Using phone records, the Crown is arguing that Babcock, Millard, and Smich were all at or near that address on July 3, 2012.
'Like a tracking device'
On Thursday, as Justice Michael Code prepped the jury for the evidence, he described a cellphone as being "almost like a tracking device."
Police know this. Since people now have phones with them nearly everywhere they go, investigators can use them, in cases like these, to figure out where they went.
Joseph Sadoun, a director for the telecommunications engineering firm Yves R. Hamel and Associates, describes cellular data records as "footprints" phones leave behind — but not everywhere.
The "tracking device" metaphor isn't quite accurate, Sadoun says, because providers have no way of knowing where a phone is when it's not in use, unless police request special, court-approved surveillance.
But once a call or text is made or received, the phone connects with the cell site.
"At that moment, the network knows where the phone is," Sadoun said in an interview.
But he admits it's not "pinpoint" accurate. Sadoun says the records can only show a phone was in the range of the cell site it connected with.
It's a limitation in the technology that defence lawyers and experts have sought to exploit.
Closest site or clearest site?
"Scientifically, it's not quite correct," Joseph Kennedy, a senior manager with Cherry Biometrics, said in an interview.
The Virginia-based firm specializes in cellular communications analysis.

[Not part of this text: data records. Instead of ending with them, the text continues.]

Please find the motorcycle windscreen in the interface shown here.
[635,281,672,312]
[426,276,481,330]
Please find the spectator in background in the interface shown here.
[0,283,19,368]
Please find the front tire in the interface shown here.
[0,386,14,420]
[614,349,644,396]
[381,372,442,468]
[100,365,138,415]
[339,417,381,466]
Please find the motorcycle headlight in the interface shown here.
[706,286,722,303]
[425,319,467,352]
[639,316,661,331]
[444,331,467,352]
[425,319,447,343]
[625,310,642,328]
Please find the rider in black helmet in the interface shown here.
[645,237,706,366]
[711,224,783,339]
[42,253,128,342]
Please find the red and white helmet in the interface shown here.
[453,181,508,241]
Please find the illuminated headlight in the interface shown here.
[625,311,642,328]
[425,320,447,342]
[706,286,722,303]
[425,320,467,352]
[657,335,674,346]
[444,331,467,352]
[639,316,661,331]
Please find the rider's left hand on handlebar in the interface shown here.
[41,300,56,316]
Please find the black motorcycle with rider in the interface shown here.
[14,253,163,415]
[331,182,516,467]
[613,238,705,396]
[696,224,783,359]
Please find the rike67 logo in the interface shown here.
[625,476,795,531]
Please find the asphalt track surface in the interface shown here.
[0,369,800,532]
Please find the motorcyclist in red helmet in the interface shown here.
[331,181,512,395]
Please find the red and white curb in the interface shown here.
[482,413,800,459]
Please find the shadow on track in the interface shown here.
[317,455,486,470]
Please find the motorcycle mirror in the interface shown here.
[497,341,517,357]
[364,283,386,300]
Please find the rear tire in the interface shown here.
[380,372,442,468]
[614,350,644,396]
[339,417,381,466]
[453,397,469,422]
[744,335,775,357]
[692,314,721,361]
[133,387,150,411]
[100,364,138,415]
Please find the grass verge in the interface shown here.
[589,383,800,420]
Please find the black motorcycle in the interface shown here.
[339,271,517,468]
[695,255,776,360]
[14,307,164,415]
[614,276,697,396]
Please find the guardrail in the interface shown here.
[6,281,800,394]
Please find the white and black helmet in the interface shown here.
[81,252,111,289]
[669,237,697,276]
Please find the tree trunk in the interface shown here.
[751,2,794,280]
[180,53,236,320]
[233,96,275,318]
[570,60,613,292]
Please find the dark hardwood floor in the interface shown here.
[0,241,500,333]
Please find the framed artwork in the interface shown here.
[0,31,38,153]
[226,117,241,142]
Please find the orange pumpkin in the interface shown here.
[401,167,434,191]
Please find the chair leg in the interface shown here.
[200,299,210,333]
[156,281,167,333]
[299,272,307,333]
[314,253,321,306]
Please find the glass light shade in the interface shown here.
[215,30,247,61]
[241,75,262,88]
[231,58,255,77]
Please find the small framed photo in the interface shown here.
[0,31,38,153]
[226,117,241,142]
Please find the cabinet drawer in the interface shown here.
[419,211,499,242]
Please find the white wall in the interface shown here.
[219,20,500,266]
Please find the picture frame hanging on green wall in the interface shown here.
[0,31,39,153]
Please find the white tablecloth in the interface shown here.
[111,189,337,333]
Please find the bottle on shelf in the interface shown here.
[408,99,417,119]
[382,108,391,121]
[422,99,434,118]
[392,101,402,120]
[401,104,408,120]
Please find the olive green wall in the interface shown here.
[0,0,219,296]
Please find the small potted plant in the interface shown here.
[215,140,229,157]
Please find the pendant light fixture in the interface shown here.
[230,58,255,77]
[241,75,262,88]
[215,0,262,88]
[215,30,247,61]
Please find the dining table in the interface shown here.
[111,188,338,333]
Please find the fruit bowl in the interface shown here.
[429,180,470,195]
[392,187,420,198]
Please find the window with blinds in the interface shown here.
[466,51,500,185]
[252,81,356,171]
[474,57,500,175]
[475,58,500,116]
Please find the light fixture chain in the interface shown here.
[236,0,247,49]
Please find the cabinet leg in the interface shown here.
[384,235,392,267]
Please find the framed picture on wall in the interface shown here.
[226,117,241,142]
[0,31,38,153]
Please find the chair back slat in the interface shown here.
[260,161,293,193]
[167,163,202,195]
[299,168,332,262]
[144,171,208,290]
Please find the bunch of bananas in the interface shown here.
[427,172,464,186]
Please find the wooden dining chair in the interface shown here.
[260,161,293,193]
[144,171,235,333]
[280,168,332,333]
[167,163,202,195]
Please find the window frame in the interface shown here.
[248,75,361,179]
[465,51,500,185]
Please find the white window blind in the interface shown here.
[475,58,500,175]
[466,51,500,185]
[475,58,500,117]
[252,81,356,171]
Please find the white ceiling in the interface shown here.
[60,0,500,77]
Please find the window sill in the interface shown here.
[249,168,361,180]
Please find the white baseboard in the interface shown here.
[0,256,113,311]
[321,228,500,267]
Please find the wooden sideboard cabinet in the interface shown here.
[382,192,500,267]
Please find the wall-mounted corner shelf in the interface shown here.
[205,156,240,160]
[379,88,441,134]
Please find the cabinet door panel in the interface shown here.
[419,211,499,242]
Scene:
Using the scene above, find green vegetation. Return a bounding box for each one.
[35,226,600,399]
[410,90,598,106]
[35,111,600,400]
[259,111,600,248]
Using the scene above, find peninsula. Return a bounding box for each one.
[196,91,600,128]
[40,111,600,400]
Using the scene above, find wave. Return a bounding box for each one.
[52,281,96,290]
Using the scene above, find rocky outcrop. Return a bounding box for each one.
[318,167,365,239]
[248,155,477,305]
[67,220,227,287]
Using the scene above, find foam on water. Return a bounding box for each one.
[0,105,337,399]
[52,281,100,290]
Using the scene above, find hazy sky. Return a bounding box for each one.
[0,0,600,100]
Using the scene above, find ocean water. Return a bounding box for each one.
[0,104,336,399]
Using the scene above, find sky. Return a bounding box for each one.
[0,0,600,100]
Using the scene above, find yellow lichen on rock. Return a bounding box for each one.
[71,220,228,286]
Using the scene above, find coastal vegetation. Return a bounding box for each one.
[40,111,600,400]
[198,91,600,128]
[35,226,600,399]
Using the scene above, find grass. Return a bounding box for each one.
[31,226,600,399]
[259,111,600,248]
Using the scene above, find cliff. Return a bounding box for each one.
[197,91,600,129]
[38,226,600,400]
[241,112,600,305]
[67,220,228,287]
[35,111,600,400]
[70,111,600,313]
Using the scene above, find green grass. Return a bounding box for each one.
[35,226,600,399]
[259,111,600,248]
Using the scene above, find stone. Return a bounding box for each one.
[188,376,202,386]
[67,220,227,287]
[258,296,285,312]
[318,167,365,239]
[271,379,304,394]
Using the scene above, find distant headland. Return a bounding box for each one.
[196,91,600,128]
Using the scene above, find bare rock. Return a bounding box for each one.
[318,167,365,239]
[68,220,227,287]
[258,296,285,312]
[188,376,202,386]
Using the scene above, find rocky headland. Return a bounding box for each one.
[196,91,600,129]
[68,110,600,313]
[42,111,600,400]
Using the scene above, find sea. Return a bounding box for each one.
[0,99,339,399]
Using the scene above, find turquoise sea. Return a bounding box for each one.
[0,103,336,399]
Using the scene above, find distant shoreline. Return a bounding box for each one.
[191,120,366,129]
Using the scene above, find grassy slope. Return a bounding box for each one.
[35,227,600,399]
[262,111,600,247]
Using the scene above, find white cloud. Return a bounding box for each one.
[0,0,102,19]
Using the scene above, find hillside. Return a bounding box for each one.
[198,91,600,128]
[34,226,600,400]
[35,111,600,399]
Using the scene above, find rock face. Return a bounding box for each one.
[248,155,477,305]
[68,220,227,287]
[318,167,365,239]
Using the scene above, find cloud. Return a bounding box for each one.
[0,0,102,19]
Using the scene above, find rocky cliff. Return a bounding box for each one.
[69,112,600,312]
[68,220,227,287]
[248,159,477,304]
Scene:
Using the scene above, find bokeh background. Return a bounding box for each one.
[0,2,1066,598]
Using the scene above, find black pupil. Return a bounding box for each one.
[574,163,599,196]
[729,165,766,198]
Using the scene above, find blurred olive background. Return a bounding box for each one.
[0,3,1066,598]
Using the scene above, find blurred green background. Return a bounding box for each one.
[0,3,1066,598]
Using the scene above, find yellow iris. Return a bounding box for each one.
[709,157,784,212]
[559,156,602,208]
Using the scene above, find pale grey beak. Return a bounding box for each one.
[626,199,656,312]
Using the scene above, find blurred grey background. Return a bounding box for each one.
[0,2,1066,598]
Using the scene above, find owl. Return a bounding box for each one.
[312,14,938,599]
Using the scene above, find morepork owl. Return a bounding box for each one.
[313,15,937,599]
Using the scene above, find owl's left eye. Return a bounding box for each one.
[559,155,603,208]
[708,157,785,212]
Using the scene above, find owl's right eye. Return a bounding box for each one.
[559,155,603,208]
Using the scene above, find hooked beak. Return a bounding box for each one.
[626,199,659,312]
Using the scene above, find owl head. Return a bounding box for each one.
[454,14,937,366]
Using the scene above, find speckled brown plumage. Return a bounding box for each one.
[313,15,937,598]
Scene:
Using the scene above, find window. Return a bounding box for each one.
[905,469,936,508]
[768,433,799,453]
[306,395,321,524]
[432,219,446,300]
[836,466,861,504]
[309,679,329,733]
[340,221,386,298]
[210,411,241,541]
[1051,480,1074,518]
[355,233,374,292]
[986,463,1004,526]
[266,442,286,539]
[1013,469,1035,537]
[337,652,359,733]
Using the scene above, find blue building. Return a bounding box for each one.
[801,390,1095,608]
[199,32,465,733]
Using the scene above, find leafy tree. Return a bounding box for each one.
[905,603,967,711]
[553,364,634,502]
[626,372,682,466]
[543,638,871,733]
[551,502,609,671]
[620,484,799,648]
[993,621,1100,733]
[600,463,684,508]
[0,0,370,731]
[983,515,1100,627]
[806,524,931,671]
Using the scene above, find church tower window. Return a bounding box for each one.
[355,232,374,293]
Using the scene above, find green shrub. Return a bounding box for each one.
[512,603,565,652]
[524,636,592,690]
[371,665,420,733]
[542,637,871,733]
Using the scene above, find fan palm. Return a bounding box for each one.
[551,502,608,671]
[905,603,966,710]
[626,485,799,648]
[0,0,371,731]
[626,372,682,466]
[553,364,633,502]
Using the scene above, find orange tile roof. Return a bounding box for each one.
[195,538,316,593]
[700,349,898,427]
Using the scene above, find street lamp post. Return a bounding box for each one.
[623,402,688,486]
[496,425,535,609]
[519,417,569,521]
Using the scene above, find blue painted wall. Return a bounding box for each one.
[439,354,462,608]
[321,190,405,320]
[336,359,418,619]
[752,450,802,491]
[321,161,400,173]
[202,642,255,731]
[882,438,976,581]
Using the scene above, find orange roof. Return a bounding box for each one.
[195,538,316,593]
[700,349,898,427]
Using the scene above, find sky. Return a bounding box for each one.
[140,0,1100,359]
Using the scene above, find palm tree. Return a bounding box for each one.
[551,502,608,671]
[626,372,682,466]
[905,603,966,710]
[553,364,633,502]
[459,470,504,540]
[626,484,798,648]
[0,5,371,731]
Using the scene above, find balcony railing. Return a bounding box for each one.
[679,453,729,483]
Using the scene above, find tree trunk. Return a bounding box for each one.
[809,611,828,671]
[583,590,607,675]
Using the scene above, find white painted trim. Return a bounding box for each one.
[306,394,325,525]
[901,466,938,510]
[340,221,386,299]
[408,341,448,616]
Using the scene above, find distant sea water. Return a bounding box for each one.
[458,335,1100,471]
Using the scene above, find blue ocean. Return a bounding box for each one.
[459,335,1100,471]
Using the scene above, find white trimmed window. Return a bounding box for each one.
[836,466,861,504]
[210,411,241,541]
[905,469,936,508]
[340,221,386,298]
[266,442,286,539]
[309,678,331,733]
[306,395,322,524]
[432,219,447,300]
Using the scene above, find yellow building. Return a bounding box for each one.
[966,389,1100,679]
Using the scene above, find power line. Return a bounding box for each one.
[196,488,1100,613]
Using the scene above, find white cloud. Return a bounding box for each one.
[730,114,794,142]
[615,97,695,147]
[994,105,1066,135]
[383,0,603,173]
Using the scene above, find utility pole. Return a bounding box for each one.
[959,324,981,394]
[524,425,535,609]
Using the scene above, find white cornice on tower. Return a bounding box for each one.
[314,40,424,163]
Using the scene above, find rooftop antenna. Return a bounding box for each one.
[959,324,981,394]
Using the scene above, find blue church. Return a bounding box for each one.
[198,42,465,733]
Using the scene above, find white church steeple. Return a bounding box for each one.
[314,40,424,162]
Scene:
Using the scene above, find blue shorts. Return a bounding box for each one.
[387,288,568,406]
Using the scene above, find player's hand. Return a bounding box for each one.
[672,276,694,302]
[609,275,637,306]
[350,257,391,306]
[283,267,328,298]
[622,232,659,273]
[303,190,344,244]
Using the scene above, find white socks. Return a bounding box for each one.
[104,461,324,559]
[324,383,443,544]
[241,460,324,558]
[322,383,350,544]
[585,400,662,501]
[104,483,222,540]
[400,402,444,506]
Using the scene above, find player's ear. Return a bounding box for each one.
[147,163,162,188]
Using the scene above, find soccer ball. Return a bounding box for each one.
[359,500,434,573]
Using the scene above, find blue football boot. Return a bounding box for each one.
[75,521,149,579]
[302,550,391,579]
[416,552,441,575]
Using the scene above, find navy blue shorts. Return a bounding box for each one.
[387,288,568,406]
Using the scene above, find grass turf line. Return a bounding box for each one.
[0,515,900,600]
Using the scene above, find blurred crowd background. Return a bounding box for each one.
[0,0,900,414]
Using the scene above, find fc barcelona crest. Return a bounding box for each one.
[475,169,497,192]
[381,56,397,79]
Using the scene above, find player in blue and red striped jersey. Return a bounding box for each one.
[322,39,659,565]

Kennedy has been called as a defence witness in criminal trials to contest call detail record evidence that attempts to prove a person's whereabouts.
"You only know an area, a rather large area, where the phone could possibly be," Kennedy said of this kind of evidence. "That's all we can scientifically state with confidence."
Kennedy says there are several factors that determine what cell site a phone will connect with, and distance is just one of them.
The topography of an area, obstruction from buildings, and the weather are all things that could cause a phone to connect with another site.
Kennedy also says if the nearest cell site is too busy with other calls, the network will connect a phone to another site that could be further away.
"It's not going to go to the closest tower, it's going to go to the clearest tower," he said.
Evidence questioned
Kennedy says this type of evidence has led to many convictions in the United States but it doesn't always hold up.
His colleague, Michael Cherry, worked with the defence in the case of Lisa Marie Roberts of Portland, Ore.
Roberts spent more than a decade in prison before her manslaughter conviction was overturned in 2014. The original decision was based in part on the misinterpretation of a cellphone call.
While Roberts' phone did connect to a site near the park where the victim's body was found, it was later determined that she made the call while driving more than 12 kilometres away and the cell network happened to route her call to another site.
Last year, a new trial was ordered for Adnan Syed, who was convicted in 2000 of killing Baltimore high school student Hae Min Lee.
The case, which was profiled in the 2014 podcast Serial, relied heavily on call detail records and the location of cell sites.
A judge vacated Syed's conviction over questions about the reliability of the cell phone evidence.
July 4: Contact lost
On the morning of July 4, 2012, Laura Babcock's phone was functioning, receiving several unanswered phone calls and text messages.
Thanks to these calls and texts, the phone continued to connect with cell sites. And based on that information, the allegation is that Babcock's phone was on the move.
Together with Millard's phone, the Crown said in its opening statement that Babcock's BlackBerry travelled from Millard's home in Etobicoke westward along Lake Ontario.
According to the Crown, Babcock's phone stopped connecting with cell sites shortly after 11 a.m., somewhere along this route.
It's evidence the Crown is asking the jury to consider alongside the rap song, written and performed by Mark Smich, that concludes with the line:
"If you go swimming you can find her phone."
What the jury will make of this, remains to be seen.